Place the chicken breasts with the juice mixture in a lightly greased baking dish. Bake for 15 minutes. Flip the chicken and cook an additional 10 minutes or until the juices run clear. (Use a food thermometer to verify that the chicken is cooked through; the internal temperature should reach at least 165 degrees.)

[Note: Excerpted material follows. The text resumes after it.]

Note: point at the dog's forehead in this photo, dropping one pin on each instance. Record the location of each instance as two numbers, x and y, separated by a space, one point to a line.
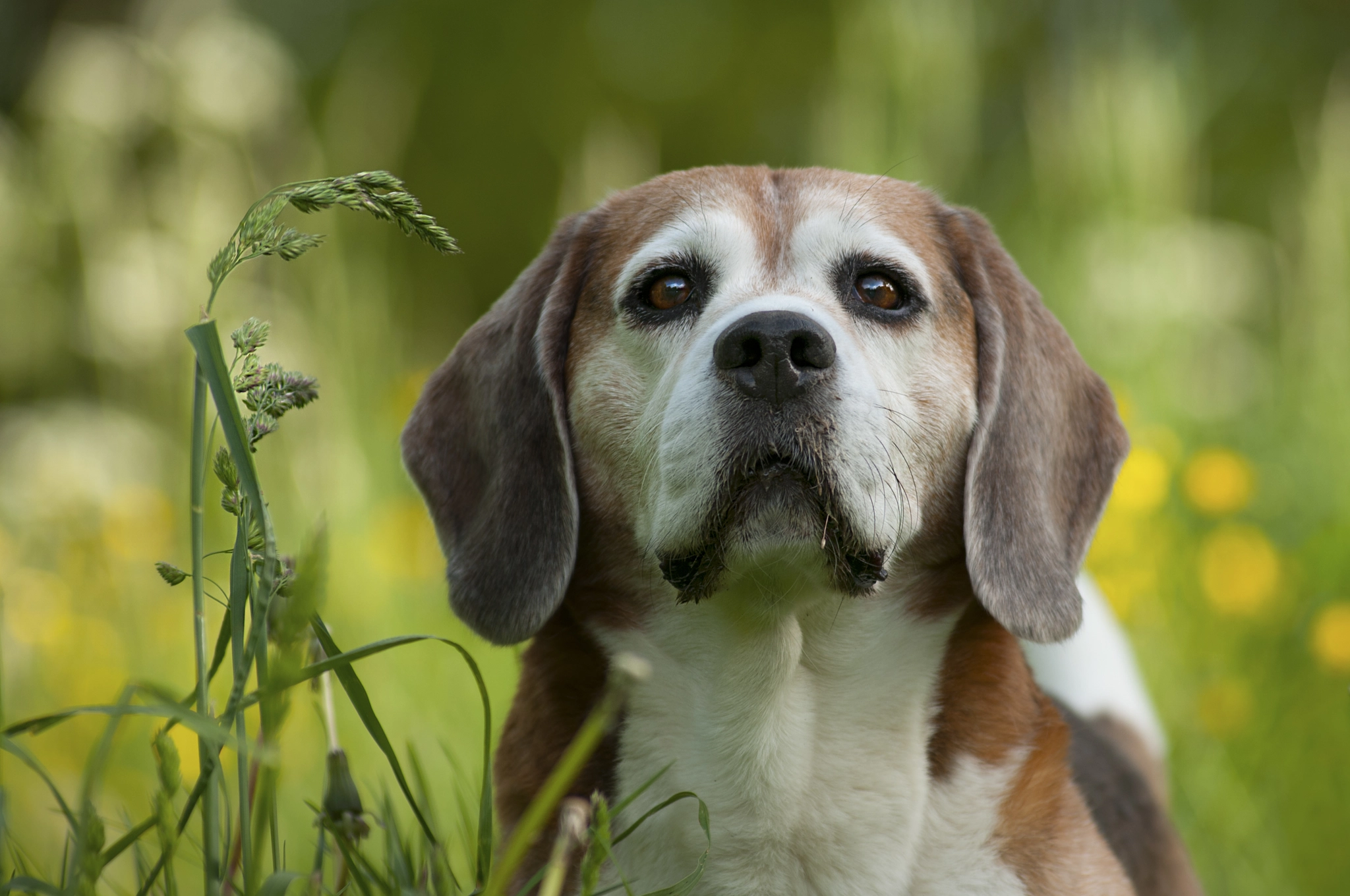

Per serving: Calories 167 (From Fat 33); Fat 4g (Saturated 1g); Cholesterol 91mg; Sodium 242mg; Carbohydrate 2g (Dietary Fiber 0g); Protein 30g.
A simple way to juice a lemon with a knife and fork only (no reamer needed) is to roll a room-temperature lemon on the countertop to pre-juice it. Then, using a sharp knife, halve the lemon lengthwise. Place a small strainer over a bowl to catch the pits, and squeeze each half of the lemon in your hand. Using a fork, scoop around to extract the additional juice.
Broiled Maple Dijon Salmon
Prep time: 15 minutes
Cook time: 10 minutes
Yield: 2 servings
Two 4-ounce salmon filets
2 tablespoons pure maple syrup
1/2 shallot, minced
1-1/2 teaspoons Dijon mustard
1 teaspoon dried thyme
1/4 teaspoon smoked paprika
Pinch of salt
1 tablespoon minced flat leaf parsley
Preheat the broiler. Line a baking sheet with foil and lightly coat it with cooking spray or extra-virgin olive oil.
Place the salmon filets on the baking sheet.
In a small bowl, stir the maple syrup, shallots, mustard, thyme, smoked paprika, and salt.
Brush the maple mixture over the salmon filets.
Place the baking sheet under the broiler and cook the filets approximately 10 minutes or to an internal temperature of 145 degrees. Be sure not to overcook, or the fish will be dry.
Transfer the salmon to plates and garnish with parsley. Serve and enjoy!
Per serving: Calories 191 (From Fat 40); Fat 4g (Saturated 1g); Cholesterol 59mg; Sodium 155mg; Carbohydrate 14g (Dietary Fiber 0g); Protein 23g.